AWP 2018: Consider the coffee

30 March 2018 on Blog, Storystorm   Tags: ,

Every year, just in time for the zombie-like resurgence of winter in New England to bury all transportation in snow, twelve thousand writers spill into a cavernous convention center to mingle, read, exchange bound volumes, and test their capacity for continuous social interaction. The Association of Writers and Writing Programs (AWP) Conference is hotly anticipated, all the more so when it takes place in Tampa on the tail end of several frozen months. There is seduction in the relentless blue haze over the polished boats in the bay, in the lazy toss of palm fronds far above the sidewalk to the convention center. And for those who have been to AWP before, there is nostalgia in the familiar rituals: the acquisition of a tote bag, the scanning of yellow rows of panels in the schedule, the scrambling down hallways and up staircases to find Room 132, the sporadic movement through the breathless expanse of the book fair.

Be apprised, though, that the book fair auditorium is massive and disorienting, filled with wordless murmurs and the dazed wanderings of people who are jet-lagged or sleep-deprived or both, and that choosing to stand in the Starbucks line is the equivalent of choosing to enter the on-ramp of an LA freeway at 5 pm. The ratio of coffee to writers is perpetually skewed. This critical shortage could have been predicted by anyone who glanced across the biography section of a literary journal. Many writers, myself included, take advantage of any opportunity to mention coffee. They complain about not having it, joke about drinking too much of it, remind each other that friends don’t let friends drink Starbucks and then stand in the Starbucks line anyway when there’s nowhere else to go. I suspect coffee comes up frequently because coffee, like pets, is the low-hanging fruit of small talk. There are fairly good odds of finding common ground with a similarly exhausted stranger—“Oh, you like being awake? Well, wouldn’t you know it. I like being awake, too.”

Twelve thousand people is approximately half the population of my current town. And chances are decent that much of this particular crowd is made up of introverts who are simultaneously thrilled and drained by the relentless, aggressive community that AWP provides. It’s easy to absorb the bustle and fluorescence and stimulation of the outside world, to privilege social pressures and external schedules over individual needs. It’s also easy to forget that a single meaningful conversation with just one of those twelve thousand people could make the whole thing worthwhile.

This, to me, is the fundamental weirdness of AWP: it takes people who spend much of their lives working alone, throws them into the same space for three days to talk about that work, and then sends them back into the world to work alone again.

I don’t mean to suggest in any way that writing is not an act of community. I have no desire to perpetuate the notion that being a writer means laboring alone in a garret. But I do think being a writer means that most of what you write goes unpublished and unread. For every story that breaks through and finds an audience, there will be ten others that nobody knows about except you. And even the story that does break through might have spent years buried in the anonymity of a flash drive or a notebook. There is significant loneliness involved in both the process of writing and the process of searching for readers.        

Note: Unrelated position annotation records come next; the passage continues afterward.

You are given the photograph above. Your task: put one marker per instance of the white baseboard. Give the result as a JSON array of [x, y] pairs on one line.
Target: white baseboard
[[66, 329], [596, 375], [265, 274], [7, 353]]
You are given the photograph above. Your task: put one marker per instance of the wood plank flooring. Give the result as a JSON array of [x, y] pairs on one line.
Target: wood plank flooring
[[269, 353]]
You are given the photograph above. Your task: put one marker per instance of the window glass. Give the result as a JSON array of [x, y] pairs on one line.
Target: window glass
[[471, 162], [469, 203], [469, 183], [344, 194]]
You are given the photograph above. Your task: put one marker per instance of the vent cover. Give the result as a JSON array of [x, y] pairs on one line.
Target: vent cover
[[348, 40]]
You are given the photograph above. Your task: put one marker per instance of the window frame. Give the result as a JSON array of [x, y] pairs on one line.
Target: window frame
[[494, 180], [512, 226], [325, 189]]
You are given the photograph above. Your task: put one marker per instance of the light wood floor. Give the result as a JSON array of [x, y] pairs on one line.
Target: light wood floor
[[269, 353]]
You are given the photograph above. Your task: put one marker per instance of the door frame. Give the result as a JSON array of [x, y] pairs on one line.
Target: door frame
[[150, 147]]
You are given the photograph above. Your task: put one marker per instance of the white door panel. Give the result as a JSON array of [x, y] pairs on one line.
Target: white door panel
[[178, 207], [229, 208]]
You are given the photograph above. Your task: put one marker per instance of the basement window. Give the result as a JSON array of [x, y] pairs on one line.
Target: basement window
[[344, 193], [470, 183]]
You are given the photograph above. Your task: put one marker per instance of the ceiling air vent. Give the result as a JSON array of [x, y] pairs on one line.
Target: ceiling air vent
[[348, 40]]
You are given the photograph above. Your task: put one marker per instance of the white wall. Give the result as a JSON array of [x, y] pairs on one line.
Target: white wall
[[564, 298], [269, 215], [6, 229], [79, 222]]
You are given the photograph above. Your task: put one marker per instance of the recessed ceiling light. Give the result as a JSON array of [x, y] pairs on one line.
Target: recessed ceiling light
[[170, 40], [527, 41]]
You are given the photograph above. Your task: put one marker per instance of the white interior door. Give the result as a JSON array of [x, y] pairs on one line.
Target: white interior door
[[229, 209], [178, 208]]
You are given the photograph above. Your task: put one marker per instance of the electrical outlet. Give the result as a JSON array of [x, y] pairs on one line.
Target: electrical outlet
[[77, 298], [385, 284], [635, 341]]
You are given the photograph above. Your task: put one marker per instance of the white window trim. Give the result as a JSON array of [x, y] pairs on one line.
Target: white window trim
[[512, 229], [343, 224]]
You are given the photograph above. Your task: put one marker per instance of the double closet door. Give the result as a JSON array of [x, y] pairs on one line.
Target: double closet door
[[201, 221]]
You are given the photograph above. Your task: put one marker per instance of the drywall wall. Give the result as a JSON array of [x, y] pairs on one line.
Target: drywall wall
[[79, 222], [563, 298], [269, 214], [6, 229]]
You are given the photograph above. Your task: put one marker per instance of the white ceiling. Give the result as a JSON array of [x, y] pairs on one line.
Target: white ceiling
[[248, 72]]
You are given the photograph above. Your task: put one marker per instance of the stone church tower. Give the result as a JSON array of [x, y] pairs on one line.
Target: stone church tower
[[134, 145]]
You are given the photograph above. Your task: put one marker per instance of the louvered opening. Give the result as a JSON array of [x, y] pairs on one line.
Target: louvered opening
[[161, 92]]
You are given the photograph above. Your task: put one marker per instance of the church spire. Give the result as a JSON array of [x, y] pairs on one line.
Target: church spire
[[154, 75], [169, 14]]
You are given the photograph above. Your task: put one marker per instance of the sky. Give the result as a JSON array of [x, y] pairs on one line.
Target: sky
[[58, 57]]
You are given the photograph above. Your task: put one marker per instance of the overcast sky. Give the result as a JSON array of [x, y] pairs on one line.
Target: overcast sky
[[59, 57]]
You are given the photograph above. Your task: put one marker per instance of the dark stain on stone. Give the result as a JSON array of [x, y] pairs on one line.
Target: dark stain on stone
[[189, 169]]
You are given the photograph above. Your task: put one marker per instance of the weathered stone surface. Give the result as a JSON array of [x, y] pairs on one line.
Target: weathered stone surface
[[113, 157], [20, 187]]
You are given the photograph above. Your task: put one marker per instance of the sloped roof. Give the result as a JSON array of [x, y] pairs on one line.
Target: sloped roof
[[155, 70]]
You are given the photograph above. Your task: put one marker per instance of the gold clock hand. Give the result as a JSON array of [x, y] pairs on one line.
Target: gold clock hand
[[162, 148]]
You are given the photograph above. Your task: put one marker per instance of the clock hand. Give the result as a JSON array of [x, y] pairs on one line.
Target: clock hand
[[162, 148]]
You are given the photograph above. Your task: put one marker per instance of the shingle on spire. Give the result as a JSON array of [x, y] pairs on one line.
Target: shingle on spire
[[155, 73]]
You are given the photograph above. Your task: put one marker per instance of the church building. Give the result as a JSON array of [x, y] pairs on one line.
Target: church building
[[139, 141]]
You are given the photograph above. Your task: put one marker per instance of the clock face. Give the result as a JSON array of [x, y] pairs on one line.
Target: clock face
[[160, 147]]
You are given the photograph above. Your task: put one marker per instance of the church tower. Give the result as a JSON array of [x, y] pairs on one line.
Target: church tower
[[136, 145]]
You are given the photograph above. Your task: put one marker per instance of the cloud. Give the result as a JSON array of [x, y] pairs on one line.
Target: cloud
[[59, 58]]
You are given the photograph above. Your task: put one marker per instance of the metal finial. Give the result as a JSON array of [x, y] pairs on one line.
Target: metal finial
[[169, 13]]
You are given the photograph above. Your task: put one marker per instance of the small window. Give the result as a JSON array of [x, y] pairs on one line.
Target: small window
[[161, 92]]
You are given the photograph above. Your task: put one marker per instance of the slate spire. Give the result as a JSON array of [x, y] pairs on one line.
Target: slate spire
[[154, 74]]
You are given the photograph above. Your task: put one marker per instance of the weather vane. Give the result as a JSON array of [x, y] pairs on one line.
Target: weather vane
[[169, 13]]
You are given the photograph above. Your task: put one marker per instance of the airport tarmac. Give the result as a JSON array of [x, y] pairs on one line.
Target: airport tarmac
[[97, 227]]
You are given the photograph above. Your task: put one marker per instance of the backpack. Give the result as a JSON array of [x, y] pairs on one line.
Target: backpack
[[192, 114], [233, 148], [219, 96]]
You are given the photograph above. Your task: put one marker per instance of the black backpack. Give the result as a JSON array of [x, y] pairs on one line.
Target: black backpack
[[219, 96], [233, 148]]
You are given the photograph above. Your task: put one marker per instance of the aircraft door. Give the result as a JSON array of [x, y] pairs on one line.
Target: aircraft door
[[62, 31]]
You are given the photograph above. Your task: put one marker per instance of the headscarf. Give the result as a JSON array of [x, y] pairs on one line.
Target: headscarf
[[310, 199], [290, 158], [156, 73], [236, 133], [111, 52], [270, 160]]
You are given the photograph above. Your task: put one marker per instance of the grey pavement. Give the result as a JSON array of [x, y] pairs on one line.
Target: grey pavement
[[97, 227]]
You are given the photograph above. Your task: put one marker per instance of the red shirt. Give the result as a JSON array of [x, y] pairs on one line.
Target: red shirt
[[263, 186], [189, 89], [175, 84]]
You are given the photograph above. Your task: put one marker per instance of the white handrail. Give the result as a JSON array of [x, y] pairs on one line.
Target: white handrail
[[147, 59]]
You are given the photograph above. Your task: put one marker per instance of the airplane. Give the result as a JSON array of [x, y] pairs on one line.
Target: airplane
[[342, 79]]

How to respond to the visual revelation of thousands of other writers swarming the book tables, most looking far more chipper than you feel, all immersed in the intensive process of seeking readers for their work? Consider the following strategies:

  1. 1. Run screaming from the book fair auditorium, hole up in your hotel room, and switch on Friends. Bonus points if you rant about the toxic masculinity in Friends.
  2. 2. Decide that everyone in that auditorium is a better writer than you are, and there’s clearly no hope for you, so what are you even doing there, etc. etc. etc.
  3. 3. Decide that everyone in that auditorium is a worse writer than you are, and so why are they getting published and you’re not, and look at how unfair the world is, etc. etc.
  4. 4. Attempt to “hustle” and to “network” with only the vaguest understanding of what these things mean.
  5. 5. Wish to be holed up with a notebook alone, even though a week from now you will look back and miss the reminder that you are not, in fact, alone in what you do.
  6. 6. Remember that the people in that auditorium are there because they love words and books and stories. Listen to snippets of conversation and realize they’re talking about the things you care about. They are your people, and chances are good that many of them are just as daunted as you are by the task they’ve set themselves, but here they are and here you are and isn’t it a privilege, after all, to be able to talk to each other?
  7. 7. Stand in the Starbucks line. Introduce yourself to someone you don’t know. You’re going to be there a while, so you might as well make a friend.


Kaely Horton is Barnstorm's fiction editor.